Costa Rican President Luis Guillermo Solís fired his ambassador in Venezuela on Wednesday after the top diplomat had voiced support for the government of embattled President Nicolás Maduro in a newspaper interview, Reuters reported.

Ambassador Federico Picado told La Nación that the shortage of basic products that has affected Venezuela for months was due to "political factors." He blamed "big business" for trying to destabilize the country and hurt Maduro's credibility.

Maduro has long insisted that the shortages in Venezuela are the result of a deliberate "economic war" against his government, teleSUR noted.

"Inspectors have discovered a number of warehouses with tons of essential goods and have found evidence of hoarding," detailed the news channel, a mouthpiece for the Venezuelan government.

Picado added that he thought Maduro was right to ask for extraordinary powers to bypass the country's National Assembly in order to respond to President Barack Obama's declaration of a "national emergency" to deal with the "threat" of Venezuela, according to the Tico Times.
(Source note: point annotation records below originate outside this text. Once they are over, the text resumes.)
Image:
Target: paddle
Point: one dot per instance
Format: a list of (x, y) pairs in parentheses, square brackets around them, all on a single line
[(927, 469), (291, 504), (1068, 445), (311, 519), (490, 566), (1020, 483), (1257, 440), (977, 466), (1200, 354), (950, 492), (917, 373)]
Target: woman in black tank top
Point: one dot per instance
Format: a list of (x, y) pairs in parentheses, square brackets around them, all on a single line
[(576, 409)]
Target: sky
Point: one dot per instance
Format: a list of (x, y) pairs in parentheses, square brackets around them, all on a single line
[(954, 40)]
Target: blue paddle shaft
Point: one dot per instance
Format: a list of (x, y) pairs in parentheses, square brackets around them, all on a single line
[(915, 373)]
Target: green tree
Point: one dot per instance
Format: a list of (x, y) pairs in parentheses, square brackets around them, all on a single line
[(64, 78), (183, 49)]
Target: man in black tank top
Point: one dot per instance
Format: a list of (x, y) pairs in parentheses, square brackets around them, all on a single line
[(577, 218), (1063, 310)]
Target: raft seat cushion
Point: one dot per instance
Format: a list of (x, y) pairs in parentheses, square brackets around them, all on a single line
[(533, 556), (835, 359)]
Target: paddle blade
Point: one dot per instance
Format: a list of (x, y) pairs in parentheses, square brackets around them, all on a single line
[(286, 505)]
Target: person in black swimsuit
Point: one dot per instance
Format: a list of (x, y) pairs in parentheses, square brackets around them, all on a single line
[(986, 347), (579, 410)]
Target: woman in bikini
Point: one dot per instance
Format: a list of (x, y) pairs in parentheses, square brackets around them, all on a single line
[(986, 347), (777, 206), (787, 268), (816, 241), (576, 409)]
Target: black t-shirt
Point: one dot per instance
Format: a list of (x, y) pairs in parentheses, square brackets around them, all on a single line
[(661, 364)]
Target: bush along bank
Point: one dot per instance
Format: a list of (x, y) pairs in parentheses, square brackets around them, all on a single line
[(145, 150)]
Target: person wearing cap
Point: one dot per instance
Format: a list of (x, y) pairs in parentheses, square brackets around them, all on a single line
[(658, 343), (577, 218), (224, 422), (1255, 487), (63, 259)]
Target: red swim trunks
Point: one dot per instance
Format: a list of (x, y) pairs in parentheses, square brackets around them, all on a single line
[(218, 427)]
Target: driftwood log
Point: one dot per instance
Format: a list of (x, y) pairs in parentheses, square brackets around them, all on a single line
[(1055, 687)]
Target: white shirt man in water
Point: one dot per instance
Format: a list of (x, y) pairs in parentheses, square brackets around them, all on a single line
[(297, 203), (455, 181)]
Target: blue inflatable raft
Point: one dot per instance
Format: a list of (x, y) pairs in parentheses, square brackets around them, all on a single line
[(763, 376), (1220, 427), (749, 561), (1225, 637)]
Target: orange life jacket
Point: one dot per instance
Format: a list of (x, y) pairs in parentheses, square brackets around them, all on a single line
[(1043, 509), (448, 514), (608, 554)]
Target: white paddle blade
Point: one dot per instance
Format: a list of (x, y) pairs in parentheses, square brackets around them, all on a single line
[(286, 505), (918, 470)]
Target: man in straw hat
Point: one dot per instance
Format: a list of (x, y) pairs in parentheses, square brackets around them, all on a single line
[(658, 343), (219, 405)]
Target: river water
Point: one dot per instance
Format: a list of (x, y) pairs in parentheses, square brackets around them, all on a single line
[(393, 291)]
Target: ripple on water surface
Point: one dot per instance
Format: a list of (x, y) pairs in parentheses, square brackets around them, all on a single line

Venezuela's legislature recently granted the president those decree powers.

Solís said that his government did not share Picado's view, and Costa Rican Foreign Minister Manuel González noted that the diplomat's newspaper interview had not been authorized, as is common practice. But during his weekly news conference, Solís was careful not to criticize Picado too harshly, the Tico Times explained.

"One doesn't have to be neutral to be an ambassador," the Costa Rican president conceded. But "in the case of Venezuela, the only spokesman authorized to give statements about the issue is the foreign minister," Solís added.

The Central American country's foreign ministry, meanwhile, reaffirmed González's position regarding Venezuela, which the minister had detailed last week during a meeting of the Organization of American States in Washington.

"The situation in Venezuela requires us to stay alert to the evolution of events and to clearly signal the importance, in a full democracy, of exercising the democratic balance of power and generating appropriate conditions so that the opposition can carry out its actions within the framework of legality and respect," it said in a statement.